Alec laughed—then kissed him over the counter, right in front of the tip jar, right in front of the menu, right in front of the world that kept trying to flatten people into categories.

It wasn't discreet. It wasn't algorithm-friendly.

It was, in every sense that mattered—

human.

 

 

THE END ❤️

 

Notes:

My loves, I hope you liked it. Please be nice in the comment section.

Fun fact:
The quotes from Alec's novel are from one of my fanfics, titled 'Marble Wings'. And yes, I wrote this story after the witch hunt against writers began, and I self-censored it. I deleted all the em dashes I wrote in it and replaced them with periods, commas, and ellipses. And yes, it was like cutting off my own fingers. It still hurts...

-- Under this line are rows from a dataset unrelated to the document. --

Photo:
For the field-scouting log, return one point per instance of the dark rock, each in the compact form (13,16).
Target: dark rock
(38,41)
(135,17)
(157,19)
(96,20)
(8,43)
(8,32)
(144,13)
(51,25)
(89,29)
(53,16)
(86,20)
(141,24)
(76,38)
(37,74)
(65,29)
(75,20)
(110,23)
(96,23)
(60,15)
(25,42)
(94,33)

If you don't know what this is about:
Recently, many Twitter users have identified the use of em dashes and even the Oxford comma as AI writing. This has turned many writers — who are human but use punctuation marks properly, as these are our tools — into targets. Sometimes it feels like a witch hunt on Twitter. There is no doubt that AI has no place in art, but publicly tearing artists apart for nothing and generalizing are not the solution to the problem.

In the middle of the big '26 AO3 down panic, let's not forget to be kind to your writers, because without them, AO3 wouldn't even exist. ❤️

As always, thank you for all the kudos, comments, and your unconditional love 🥰, it means the world to me.